CODEWITHSUNDEEP
machine-learningregressionclassificationlogistic-regressionfeature-scaling
Anirban Chakraborty
Anirban Chakraborty

Reputation: 781

Do features need to be scaled in Logistic Regression?

I have a training set with one feature (credit balance) - numbers varying between 0-20,000. The response is either 0 (Default=No) or 1 (Default=Yes). This was a simulated training set generated using logistic function. For reference it is available here.

The following boxplot shows the distribution of the balance for default=yes and default=no classes respectively - enter image description here

The following is the distribution of the data -

enter image description here

Also the dataset is perfectly balanced with 50% data for each response class. So it is a classic case suitable for application of Logistic Regression. However, on applying Logistic regression the score comes out to be 0.5 because only y=1 is being predicted. The following is the way in which Logistic Regression is being applied -

import numpy as np
import pandas as pd
import matplotlib.pyplot as plt
from sklearn.linear_model import LogisticRegression
clf = LogisticRegression().fit(df[['Balance']],df['Default'])
clf.score(df[['Balance']], df['Default'])

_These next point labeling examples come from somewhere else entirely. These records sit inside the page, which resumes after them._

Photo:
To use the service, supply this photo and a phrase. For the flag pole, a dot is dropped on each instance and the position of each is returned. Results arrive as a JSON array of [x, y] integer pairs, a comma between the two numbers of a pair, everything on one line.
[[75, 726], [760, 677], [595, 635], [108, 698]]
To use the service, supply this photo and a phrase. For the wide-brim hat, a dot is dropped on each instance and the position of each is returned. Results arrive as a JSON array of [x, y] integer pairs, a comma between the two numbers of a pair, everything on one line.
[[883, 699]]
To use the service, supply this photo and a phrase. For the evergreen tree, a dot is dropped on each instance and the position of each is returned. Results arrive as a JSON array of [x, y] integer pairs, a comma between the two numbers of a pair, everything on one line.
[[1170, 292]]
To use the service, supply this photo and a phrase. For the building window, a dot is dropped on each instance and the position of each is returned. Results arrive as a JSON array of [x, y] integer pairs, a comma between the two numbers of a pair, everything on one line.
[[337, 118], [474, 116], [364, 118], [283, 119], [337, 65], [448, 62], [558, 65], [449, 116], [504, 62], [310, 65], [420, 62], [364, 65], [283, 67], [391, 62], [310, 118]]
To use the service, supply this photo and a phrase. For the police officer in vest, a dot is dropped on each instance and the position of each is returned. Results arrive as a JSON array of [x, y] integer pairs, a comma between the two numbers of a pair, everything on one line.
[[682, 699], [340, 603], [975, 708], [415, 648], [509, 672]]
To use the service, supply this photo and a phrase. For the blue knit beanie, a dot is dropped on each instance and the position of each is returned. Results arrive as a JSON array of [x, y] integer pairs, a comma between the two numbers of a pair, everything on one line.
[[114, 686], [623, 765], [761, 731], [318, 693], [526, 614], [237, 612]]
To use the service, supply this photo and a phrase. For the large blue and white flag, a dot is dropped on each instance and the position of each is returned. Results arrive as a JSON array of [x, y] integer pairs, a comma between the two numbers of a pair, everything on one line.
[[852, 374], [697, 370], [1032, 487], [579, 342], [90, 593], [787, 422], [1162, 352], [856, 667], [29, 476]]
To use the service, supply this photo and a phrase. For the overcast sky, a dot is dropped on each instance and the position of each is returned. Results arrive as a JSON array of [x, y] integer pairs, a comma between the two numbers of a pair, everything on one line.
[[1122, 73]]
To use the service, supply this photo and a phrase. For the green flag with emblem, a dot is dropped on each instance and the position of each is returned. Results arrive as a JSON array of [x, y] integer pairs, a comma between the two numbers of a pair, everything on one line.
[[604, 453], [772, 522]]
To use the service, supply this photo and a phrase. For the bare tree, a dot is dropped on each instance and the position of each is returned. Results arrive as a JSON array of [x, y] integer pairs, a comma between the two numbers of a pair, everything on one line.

This is proof that something must be off with the way Logistic Regression fits this data. When the balance feature is scaled though, the score improves to 87.5%. So does scaling play a factor here?

Edit: Why does scaling play a factor here? The documentation of Logistic Regression in sklearn says that lbfgs solver is robust to unscaled data.

Upvotes: 2

Views: 941

Answers (1)

Harsh Sharma
Harsh Sharma

Reputation: 313

Not only this, If you scale it to any value, i.e. df['balances']/2 or df['balances']/1000 or df['balance']*2, all would probably give ~87% accuracy, depending on random state selected by default it'd give 87% or 50%

The underlying implementation uses a random number generator to fit model, so not uncommon to have different solutions, in the case in question the classes are not linearly seperable, so it might not give a solution and it definitely won't give you a good solution always.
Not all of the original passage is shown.